When we arrived at Ridge for the celebrations, our first task was to taste two samples of the 2008 Monte Bello blind and decide whether the one with an additional 9/10 of one per cent of first press wine was superior to the sample without. That night, with a fine though non-flashy dinner at Marché in nearby Menlo Park, we sipped a dozen vintages of Monte Bello back to 1968, the only wine of the lot that was less than magnificent.
The following day we moved en masse to Sonoma, centre of operations for Ridge’s other great speciality: old-vine Zinfandel, as shown in one of the Lytton vineyards above. Above we are, enjoying lots of different 208s with lunch at Lytton Springs winery (where the rather puzzling picture below was taken, Draper halfway down the table on the right). Typically, when it was discovered that this variety, long associated with California, had its origins in Croatia, Ridge’s head viticulturist David Gates, who has been at Ridge since 1989, went there to see for himself.

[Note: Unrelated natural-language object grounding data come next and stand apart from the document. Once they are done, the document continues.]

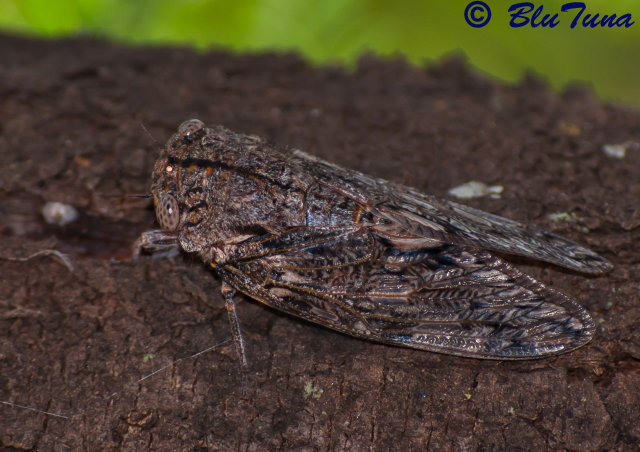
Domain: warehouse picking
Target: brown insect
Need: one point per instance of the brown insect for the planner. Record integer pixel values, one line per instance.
(363, 256)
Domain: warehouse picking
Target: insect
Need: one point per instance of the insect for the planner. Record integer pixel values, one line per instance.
(363, 256)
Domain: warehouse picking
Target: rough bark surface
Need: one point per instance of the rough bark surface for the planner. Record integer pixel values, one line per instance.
(70, 116)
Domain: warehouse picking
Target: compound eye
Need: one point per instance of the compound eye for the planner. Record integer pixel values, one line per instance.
(168, 213)
(188, 128)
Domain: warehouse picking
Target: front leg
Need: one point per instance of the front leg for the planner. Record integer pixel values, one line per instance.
(228, 292)
(158, 242)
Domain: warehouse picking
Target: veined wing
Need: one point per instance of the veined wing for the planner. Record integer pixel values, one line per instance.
(446, 298)
(413, 214)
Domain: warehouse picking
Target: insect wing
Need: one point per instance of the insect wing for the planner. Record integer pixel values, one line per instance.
(423, 216)
(445, 298)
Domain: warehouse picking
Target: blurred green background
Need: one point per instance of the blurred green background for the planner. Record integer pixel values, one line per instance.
(339, 31)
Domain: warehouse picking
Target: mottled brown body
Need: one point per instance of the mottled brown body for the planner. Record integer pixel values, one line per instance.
(360, 255)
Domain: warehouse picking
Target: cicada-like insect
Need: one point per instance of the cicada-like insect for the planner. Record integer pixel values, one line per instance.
(363, 256)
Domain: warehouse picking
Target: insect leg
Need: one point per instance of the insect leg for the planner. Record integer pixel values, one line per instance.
(158, 242)
(228, 292)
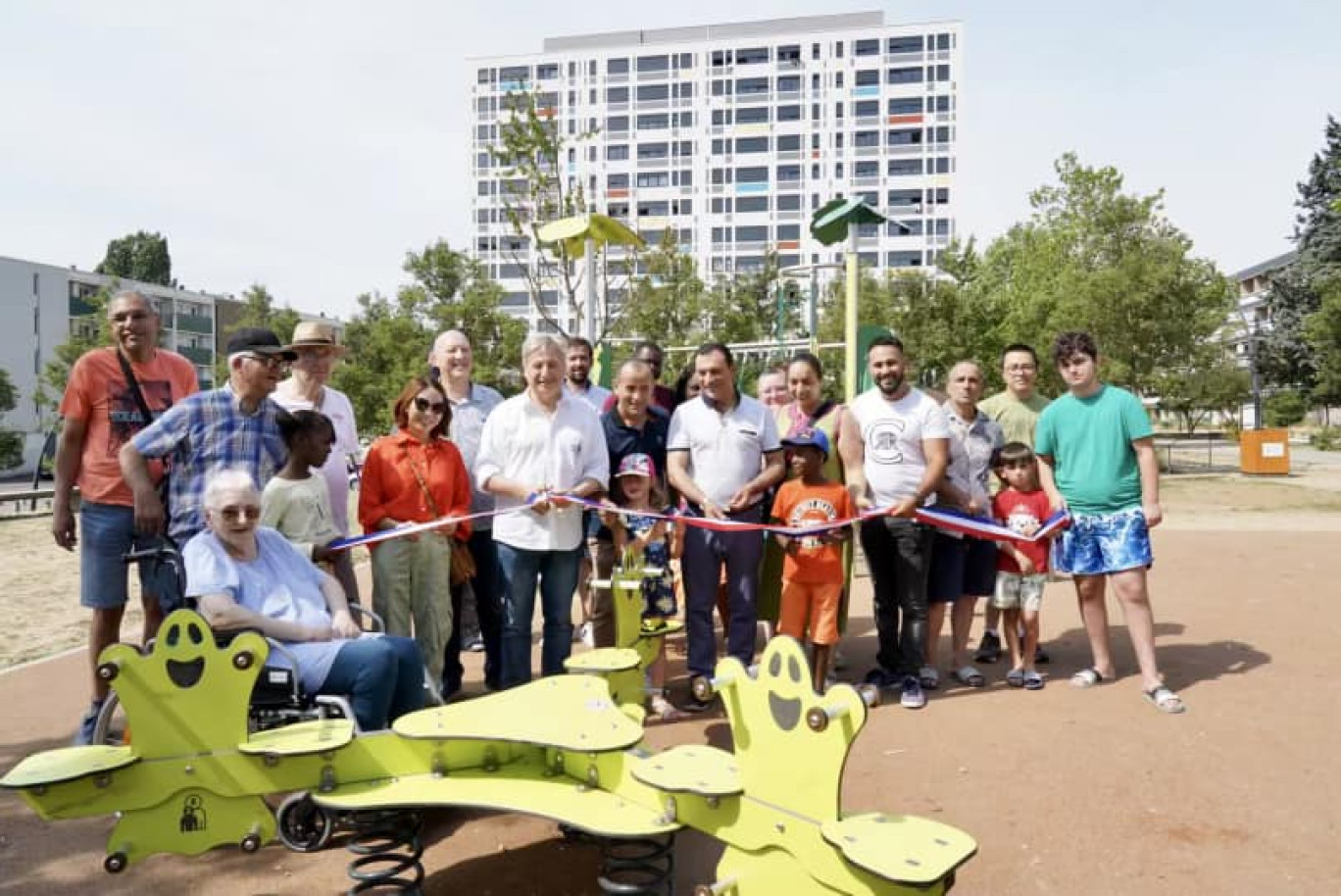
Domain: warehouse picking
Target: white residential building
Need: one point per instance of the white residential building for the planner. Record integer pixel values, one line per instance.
(731, 135)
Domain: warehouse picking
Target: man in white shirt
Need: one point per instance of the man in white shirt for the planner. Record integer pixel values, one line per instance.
(895, 445)
(578, 381)
(452, 363)
(723, 455)
(539, 448)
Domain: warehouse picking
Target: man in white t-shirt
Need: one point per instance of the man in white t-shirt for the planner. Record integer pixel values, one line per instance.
(723, 455)
(895, 448)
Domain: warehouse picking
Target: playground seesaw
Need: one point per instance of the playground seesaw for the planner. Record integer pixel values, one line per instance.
(566, 747)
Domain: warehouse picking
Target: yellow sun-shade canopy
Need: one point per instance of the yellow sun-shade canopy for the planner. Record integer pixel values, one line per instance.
(575, 231)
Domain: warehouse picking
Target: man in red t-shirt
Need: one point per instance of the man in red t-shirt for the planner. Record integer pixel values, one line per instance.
(1020, 567)
(812, 568)
(101, 414)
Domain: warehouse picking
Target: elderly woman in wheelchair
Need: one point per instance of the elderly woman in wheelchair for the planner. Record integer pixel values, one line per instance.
(248, 577)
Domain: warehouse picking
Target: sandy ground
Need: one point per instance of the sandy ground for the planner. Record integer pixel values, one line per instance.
(1067, 791)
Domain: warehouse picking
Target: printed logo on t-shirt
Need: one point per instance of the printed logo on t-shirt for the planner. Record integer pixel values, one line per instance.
(882, 441)
(124, 414)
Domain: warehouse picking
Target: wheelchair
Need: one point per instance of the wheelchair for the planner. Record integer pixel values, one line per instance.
(277, 699)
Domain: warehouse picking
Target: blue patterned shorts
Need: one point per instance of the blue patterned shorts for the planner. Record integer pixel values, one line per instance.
(1101, 543)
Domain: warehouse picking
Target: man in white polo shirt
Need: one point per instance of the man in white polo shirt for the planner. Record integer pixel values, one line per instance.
(721, 455)
(539, 447)
(895, 444)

Most California Zinfandel is massively proportioned, with flavours ranging from jammy through berries to porty. But Ridge’s single-vineyard Zins are unusually restrained, structured, refined and complex. Again over dinner, at the Healdsburg Hotel’s Dry Creek Kitchen this time, we tasted a dozen Ridge Zinfandels back to a Lytton Springs 1973, the only wine over the whole two days that seemed to show any sign of age. Zin needs higher alcohols to show its character but, in contrast to the current California norm, most of these wines were in the 14-15% range.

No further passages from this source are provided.